Nokia said Thursday that it is planning to cut up to 14,000 jobs worldwide, or 16 per cent of its workforce, as part of a push to reduce costs following a plunge in third-quarter sales and profit.
The Finnish company, one of the world’s main suppliers of high-speed 5G wireless networks, said it’s trying “to navigate the current market uncertainty” as higher interest rates take a toll.
The company said it is aiming to slash 800 million euros ($843 billion) to 1.2 billion euros in costs by the end of 2026. That is expected to lead to a reduction from 86,000 employees to between 72,000 and 77,000 over that period.
Nokia’s third-quarter sales plummeted 20 per cent, to 4.98 billion euros from 6.24 billion a year ago.
Comparable net profit plunged to 299 million euros in the July-to-September quarter from 551 million a year earlier.
The company’s biggest unit by revenue — the mobile networks business — declined 24 per cent to 2.16 billion euros, driven mainly by weakness in the North American market.
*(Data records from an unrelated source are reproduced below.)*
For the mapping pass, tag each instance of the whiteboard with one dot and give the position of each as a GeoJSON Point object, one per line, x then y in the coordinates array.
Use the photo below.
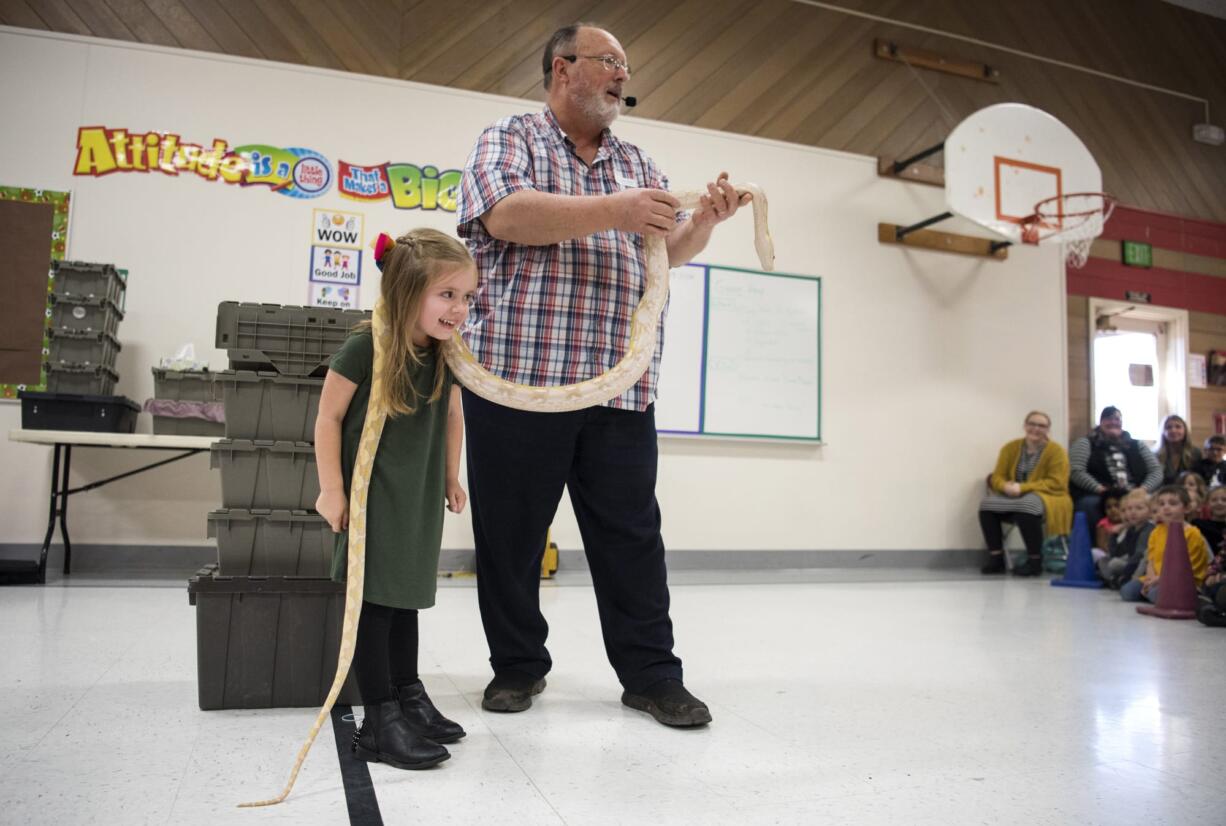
{"type": "Point", "coordinates": [742, 354]}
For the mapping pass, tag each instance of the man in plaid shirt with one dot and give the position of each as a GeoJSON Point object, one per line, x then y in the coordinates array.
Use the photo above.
{"type": "Point", "coordinates": [555, 210]}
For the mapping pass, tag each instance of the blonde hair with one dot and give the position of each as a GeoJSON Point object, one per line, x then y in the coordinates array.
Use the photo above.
{"type": "Point", "coordinates": [1037, 413]}
{"type": "Point", "coordinates": [419, 257]}
{"type": "Point", "coordinates": [1164, 451]}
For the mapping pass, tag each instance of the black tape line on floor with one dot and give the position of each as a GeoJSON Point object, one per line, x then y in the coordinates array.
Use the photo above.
{"type": "Point", "coordinates": [359, 792]}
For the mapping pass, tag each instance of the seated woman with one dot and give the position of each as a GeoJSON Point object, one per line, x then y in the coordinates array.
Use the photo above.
{"type": "Point", "coordinates": [1176, 452]}
{"type": "Point", "coordinates": [1030, 489]}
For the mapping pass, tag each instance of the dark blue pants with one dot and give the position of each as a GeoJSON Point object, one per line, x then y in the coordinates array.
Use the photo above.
{"type": "Point", "coordinates": [519, 463]}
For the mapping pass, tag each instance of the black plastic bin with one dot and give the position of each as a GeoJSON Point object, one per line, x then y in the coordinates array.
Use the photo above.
{"type": "Point", "coordinates": [267, 642]}
{"type": "Point", "coordinates": [269, 406]}
{"type": "Point", "coordinates": [85, 280]}
{"type": "Point", "coordinates": [293, 341]}
{"type": "Point", "coordinates": [72, 412]}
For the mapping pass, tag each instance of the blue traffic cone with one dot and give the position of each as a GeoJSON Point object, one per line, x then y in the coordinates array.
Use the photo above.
{"type": "Point", "coordinates": [1080, 571]}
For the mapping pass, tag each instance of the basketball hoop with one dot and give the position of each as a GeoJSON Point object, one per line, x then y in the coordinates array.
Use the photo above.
{"type": "Point", "coordinates": [1075, 218]}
Operating profit for the division fell 64 per cent.
“We continue to believe in the mid-to-long-term attractiveness of our markets,” Nokia CEO Pekka Lundmark said in a statement. “Cloud computing and AI revolutions will not materialise without significant investments in networks that have vastly improved capabilities.”
The market weakness comes as telecom operators, Nokia’s main clients, put investments on hold because of higher interest rates and financial costs.